International comparisons in education are in vogue and a bit like a huge Advent calendar. We like our league tables of performance and seeing how well we do in relation to other nations and states. It is compelling for those of us with a quiet competitive streak to see whether “our” country is rising, dropping, holding its place or frankly just disappearing from view.
Certainly the media like to present the rankings as disasters or successes compared to previous results. Suppose you are placed 15th – and you are either delighted or appalled – or perhaps just resigned. But, like the Advent calendar, the number 15 is just a door which hides a whole bigger package of surprises and rich details. The number on the door doesn’t fully explain the gift hidden behind – or the distance travelled to get there. These comparisons were initially developed to explain the impact on the economic and social health of nations from various educational initiatives and investments. They were descriptive. But not now – they are increasingly seen as policy levers.
So are international comparisons useful or just interesting? And are they disproportionately influential now? Do we tend to look simply at the number on the door and ignore the richness behind it ?
The ‘score on the door’ rankings mask a high level of detail on a huge range of indicators. They can act as a stimulus for action – for example, does one country invest anything like the same levels of resources as others in additional classroom support for children and what impact does this have on eventual outcomes? Should we aim to ‘be more like those at the top’ in this regard?
Recently, I wrote about the various useful tensions that hold the suspension bridge of mathematics education up and prevent it from a dramatic collapse into the waters below.
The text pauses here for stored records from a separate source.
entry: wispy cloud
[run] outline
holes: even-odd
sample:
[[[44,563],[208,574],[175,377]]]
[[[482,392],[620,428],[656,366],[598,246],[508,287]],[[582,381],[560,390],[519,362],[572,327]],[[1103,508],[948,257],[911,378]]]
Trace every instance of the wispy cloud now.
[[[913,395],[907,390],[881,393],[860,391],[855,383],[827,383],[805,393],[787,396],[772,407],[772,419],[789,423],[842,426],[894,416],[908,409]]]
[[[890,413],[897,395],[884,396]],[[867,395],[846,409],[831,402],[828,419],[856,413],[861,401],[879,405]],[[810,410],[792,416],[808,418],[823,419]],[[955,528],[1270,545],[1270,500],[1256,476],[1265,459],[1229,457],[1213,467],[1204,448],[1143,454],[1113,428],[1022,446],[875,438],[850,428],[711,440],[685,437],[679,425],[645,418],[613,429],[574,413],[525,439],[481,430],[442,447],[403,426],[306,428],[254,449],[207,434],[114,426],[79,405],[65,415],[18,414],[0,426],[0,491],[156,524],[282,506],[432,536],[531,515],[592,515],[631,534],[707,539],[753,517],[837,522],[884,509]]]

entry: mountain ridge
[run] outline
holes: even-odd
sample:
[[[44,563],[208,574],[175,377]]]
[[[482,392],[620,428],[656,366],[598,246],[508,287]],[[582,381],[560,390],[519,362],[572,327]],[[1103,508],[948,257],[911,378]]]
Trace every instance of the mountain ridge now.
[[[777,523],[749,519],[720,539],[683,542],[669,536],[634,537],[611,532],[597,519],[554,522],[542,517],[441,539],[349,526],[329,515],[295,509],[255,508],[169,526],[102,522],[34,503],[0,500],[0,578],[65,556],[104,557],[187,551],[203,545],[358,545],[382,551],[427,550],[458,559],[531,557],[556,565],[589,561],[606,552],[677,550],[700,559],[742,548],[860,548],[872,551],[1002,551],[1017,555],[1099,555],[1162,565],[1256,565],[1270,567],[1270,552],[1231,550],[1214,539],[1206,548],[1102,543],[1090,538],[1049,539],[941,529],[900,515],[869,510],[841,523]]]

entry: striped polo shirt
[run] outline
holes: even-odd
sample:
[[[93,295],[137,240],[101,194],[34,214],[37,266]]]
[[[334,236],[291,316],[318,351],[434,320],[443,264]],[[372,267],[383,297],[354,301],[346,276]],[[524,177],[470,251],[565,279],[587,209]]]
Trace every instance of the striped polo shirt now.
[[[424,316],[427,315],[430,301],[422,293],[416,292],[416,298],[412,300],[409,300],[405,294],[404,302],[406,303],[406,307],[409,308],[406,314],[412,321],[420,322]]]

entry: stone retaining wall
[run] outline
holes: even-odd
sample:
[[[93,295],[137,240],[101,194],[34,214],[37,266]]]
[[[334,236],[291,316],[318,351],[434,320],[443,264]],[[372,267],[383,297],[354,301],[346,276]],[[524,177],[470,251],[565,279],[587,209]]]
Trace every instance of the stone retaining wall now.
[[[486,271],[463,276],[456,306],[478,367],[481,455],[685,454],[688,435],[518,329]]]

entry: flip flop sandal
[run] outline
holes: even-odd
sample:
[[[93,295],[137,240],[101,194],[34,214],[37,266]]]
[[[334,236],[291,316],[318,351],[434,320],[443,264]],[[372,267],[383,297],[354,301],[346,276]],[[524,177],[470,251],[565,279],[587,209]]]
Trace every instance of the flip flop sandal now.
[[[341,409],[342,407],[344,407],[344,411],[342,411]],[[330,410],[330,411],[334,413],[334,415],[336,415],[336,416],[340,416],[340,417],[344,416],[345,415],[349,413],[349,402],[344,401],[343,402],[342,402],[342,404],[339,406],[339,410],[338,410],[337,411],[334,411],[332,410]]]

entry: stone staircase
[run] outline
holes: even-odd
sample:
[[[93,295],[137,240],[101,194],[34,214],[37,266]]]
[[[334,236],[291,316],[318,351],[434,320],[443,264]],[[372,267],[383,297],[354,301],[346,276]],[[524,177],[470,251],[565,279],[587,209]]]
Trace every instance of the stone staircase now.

It was intended to be a light-hearted piece to help publicize the importance of a conference being organized by The British Council. The various tensions were things like ‘traditional v. new mathematics’ or ‘pretty mathematics v. functional employability skills’ and so on – but the main point was that the tensions in the debate are healthy and will hopefully never get resolved.
There will always be a similarly healthy debate about the methodology behind the global PISA tests and what the limitations are – and how much account should be taken of cultural variables – things that do not always translate across nations well. Should we have bands of performance or a table of ‘significant’ movers to go alongside the main ones? I’m quite keen on a contextual value added table. Or perhaps ‘divisions’ within the rankings – so we could be ‘top’ of Division 2 if need be – which sounds way better than being bottom of division 1.
Of course if I were to push the advent calendar imagery to destruction I would say that being No. 25 is the best: It’s usually the largest door and holds the biggest prize; so maybe we should all aim to be there. Or perhaps each country should set itself a target number, and not always No. 1. We all know that methodologically, there is little of statistical significance between broad bands of performance: Coming in at No. 17 is not so very different in real terms as coming in at 27. It just feels different.
Shortly the PISA rankings for 2013 will be published. I’m hoping my country will be a ‘key mover mathematically’ – upward naturally – but I’m not that concerned about being in the top five or six really – that’s a closed shop. If we come 25th I think that would be a good result in many ways.
(Only kidding – I’m a secret competitor – we really ought to be No. 1 whatever the methodological debate might say. It is children’s future lives at stake here.)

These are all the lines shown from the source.